This study involves experimental investigation of rheological and hydraulic characteristics of aqueous based polymeric and surfactant fluids in straight and coiled tubing. The fluids matrix includes guar, HPG, PHPA, welan, xanthan, and surfactant. Bohlin rheometer was used to evaluate rheological and viscoelastic characteristics. For hydraulic characteristics, small- and large-scale flow loops were used.

It is observed that all fluids exhibit comparable non-Newtonian behavior and improved viscous and elastic properties. Among polymeric fluids, guar and welan provide better viscosity and suspension properties. Surfactant is significantly affected by the formation of rod-like micelles and other microstructures. Master curves for rheological and elastic properties are developed using the molecular theory approach.

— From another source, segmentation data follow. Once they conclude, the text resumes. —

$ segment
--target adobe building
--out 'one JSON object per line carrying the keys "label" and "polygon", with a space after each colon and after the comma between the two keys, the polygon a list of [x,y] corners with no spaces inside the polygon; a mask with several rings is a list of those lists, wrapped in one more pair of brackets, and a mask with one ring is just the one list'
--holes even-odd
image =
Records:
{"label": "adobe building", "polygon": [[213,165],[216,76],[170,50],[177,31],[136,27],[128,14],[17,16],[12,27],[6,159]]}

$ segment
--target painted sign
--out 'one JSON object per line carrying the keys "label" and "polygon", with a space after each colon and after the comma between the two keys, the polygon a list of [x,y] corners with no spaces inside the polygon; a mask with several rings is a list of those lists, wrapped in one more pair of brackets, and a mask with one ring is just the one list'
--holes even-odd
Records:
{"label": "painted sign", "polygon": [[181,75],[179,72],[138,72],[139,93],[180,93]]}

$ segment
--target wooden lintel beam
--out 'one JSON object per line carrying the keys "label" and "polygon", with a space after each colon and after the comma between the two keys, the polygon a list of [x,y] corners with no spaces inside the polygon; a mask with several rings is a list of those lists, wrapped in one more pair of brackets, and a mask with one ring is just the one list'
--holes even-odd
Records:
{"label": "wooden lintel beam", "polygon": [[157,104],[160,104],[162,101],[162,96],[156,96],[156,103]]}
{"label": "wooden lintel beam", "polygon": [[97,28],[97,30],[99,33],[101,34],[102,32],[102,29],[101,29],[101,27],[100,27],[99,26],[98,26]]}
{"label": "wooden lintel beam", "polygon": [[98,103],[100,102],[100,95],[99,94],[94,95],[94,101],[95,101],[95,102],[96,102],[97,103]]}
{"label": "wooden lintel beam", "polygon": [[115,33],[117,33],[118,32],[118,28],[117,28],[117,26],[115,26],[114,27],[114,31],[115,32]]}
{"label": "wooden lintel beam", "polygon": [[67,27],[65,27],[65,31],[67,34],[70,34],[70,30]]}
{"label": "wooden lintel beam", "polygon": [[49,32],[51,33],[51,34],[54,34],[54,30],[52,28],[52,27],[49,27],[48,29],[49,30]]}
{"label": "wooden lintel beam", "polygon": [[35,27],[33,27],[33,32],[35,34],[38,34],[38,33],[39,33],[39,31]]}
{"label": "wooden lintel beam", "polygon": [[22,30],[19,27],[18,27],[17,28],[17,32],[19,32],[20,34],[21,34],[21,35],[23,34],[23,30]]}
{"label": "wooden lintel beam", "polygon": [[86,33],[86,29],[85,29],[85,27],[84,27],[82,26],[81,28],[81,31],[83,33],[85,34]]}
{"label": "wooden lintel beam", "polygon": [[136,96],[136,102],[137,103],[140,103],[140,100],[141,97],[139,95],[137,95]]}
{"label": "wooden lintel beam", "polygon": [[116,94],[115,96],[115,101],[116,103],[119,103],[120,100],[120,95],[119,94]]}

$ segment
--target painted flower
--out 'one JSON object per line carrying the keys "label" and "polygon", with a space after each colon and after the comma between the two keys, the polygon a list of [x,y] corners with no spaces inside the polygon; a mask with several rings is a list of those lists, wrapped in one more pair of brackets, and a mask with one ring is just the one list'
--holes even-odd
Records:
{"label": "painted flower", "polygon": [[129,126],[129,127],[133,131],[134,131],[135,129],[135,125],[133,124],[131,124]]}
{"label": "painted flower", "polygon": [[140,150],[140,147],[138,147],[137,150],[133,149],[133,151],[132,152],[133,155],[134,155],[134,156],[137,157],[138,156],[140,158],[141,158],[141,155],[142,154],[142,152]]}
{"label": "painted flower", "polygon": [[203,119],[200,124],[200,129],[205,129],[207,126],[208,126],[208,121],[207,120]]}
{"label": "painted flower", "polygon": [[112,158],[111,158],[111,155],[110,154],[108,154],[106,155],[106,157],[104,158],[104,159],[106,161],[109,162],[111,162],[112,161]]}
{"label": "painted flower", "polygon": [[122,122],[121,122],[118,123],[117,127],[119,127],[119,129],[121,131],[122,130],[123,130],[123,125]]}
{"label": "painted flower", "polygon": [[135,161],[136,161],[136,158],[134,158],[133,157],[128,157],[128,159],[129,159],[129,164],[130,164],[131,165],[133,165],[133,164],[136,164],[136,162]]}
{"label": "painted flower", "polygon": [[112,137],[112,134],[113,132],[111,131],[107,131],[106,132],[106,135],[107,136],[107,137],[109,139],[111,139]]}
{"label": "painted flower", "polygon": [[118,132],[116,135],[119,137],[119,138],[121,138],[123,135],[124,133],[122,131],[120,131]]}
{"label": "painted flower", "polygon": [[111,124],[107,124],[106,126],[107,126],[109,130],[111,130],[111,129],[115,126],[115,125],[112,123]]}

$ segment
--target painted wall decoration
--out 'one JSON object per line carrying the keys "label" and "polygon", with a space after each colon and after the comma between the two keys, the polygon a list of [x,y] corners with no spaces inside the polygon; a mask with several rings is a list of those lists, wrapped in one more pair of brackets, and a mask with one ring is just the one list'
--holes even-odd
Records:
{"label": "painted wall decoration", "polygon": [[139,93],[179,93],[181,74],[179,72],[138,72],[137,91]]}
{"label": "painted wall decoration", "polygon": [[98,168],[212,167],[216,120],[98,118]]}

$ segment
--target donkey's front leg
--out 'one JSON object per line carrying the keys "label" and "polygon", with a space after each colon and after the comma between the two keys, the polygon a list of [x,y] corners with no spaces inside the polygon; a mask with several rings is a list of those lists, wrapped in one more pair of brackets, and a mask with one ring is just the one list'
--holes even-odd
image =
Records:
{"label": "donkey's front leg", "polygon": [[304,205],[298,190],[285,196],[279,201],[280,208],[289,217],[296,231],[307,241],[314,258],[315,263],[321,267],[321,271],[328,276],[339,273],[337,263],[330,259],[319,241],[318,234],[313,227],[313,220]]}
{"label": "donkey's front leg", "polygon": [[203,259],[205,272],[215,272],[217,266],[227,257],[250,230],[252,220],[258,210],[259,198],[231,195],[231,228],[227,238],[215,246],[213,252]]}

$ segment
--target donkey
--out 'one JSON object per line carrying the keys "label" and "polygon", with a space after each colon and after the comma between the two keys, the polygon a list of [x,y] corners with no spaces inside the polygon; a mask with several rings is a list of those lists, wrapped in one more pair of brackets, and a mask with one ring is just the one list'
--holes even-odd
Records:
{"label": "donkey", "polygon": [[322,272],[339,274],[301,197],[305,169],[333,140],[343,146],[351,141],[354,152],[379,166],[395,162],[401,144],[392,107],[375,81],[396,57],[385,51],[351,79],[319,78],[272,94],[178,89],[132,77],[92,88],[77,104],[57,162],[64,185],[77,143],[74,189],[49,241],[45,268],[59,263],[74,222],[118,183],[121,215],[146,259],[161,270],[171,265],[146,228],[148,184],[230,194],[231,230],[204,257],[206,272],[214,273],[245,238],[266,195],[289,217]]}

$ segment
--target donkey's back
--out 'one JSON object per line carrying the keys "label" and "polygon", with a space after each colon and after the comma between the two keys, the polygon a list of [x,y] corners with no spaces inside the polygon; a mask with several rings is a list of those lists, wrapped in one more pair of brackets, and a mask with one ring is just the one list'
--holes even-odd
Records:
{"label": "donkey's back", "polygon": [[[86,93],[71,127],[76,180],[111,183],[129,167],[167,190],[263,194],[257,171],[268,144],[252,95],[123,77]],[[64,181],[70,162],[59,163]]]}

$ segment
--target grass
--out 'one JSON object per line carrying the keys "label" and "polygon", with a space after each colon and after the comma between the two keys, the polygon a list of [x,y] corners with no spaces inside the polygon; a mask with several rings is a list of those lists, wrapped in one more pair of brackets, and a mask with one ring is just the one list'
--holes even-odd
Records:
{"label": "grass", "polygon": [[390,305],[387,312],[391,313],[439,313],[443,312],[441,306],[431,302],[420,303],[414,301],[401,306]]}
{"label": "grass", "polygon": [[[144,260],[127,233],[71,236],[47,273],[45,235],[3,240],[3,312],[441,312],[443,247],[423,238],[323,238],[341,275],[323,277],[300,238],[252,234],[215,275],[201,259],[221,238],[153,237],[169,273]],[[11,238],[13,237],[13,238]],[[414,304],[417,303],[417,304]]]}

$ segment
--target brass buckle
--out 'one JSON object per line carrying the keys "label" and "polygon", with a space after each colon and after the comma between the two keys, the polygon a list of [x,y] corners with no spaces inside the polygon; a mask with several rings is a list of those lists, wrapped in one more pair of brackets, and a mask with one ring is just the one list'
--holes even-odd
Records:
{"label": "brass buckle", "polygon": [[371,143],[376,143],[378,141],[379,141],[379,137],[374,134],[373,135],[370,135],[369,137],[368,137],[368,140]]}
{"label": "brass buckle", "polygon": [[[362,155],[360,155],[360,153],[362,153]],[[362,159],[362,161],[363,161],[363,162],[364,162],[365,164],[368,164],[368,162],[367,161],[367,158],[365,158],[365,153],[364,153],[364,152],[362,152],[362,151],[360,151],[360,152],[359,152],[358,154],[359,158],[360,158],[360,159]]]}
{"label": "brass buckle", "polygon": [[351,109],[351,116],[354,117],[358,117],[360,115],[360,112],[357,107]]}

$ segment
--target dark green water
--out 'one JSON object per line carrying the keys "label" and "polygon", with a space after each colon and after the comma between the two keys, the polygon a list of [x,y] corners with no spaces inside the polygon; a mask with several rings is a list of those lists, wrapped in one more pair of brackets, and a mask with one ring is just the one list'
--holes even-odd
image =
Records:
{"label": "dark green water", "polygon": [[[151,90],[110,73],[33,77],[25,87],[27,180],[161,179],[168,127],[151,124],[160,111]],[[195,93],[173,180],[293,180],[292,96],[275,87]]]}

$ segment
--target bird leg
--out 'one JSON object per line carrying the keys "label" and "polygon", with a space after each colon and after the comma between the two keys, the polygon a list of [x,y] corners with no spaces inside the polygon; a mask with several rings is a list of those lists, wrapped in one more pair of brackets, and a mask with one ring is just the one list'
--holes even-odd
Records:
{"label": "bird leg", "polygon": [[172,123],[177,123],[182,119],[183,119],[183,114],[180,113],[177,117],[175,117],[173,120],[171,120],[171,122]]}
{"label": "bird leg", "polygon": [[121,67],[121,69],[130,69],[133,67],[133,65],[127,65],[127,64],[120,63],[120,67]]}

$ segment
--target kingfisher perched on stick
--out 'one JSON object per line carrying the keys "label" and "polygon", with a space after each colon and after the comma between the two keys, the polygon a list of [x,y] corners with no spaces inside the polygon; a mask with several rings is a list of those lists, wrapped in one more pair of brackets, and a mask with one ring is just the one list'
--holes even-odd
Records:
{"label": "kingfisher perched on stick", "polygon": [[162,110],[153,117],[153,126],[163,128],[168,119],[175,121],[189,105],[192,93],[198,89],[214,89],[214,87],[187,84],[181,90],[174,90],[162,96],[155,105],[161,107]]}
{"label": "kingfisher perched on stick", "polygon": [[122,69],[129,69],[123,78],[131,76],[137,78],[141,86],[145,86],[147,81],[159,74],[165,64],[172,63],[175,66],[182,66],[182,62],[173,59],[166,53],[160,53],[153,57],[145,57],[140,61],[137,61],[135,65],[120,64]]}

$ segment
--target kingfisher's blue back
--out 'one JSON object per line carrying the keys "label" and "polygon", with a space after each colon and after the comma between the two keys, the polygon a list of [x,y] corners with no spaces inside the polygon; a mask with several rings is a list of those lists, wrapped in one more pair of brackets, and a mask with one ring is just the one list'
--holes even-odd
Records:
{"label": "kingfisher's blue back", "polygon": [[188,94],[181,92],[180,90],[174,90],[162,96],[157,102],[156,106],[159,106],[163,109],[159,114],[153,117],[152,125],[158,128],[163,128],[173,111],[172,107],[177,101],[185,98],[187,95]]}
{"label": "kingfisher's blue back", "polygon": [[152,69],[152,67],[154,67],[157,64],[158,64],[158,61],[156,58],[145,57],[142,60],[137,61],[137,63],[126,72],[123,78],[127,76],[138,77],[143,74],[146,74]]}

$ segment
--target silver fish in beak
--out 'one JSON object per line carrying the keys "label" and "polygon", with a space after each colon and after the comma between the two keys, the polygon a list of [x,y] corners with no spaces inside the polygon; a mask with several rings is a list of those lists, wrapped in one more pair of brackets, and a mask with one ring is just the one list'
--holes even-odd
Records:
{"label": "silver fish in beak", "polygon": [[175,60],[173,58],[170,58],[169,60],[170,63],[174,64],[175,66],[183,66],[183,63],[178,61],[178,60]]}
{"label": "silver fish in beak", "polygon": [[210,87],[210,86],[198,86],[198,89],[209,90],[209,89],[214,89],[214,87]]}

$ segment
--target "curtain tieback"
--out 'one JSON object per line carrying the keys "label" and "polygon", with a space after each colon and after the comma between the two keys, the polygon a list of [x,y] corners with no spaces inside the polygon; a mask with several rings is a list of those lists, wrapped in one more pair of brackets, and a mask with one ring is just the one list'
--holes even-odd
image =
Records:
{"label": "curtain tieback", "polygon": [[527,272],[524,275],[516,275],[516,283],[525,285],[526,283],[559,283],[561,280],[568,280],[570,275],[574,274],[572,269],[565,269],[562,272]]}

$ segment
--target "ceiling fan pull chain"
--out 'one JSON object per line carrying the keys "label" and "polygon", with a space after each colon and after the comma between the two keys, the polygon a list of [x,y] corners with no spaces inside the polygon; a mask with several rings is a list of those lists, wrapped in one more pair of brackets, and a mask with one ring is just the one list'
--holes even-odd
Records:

The foremost benefit of these curves is its dimensionless form that provides a unique technique to predict viscosity for all fluids.

For hydraulic properties, friction losses in coiled tubing are significantly higher than in straight tubing due to centrifugal forces and secondary flows. Surfactant is more sensitive to shear field applied where different microstructures are induced and thus they exhibit better drag reduction characteristics than polymeric fluids especially in coiled tubing with larger sizes. However, in straight tubing, guar shows better drag reduction characteristics than surfactant and other polymers, which diminishes as tubing size increases. However, welan gum exhibits a comparable performance. Overall, all fluids are considered good candidates as fracturing fluids with specific features for each. Unique characteristics of each fluid is discussed and explained in more details within the context of the present paper.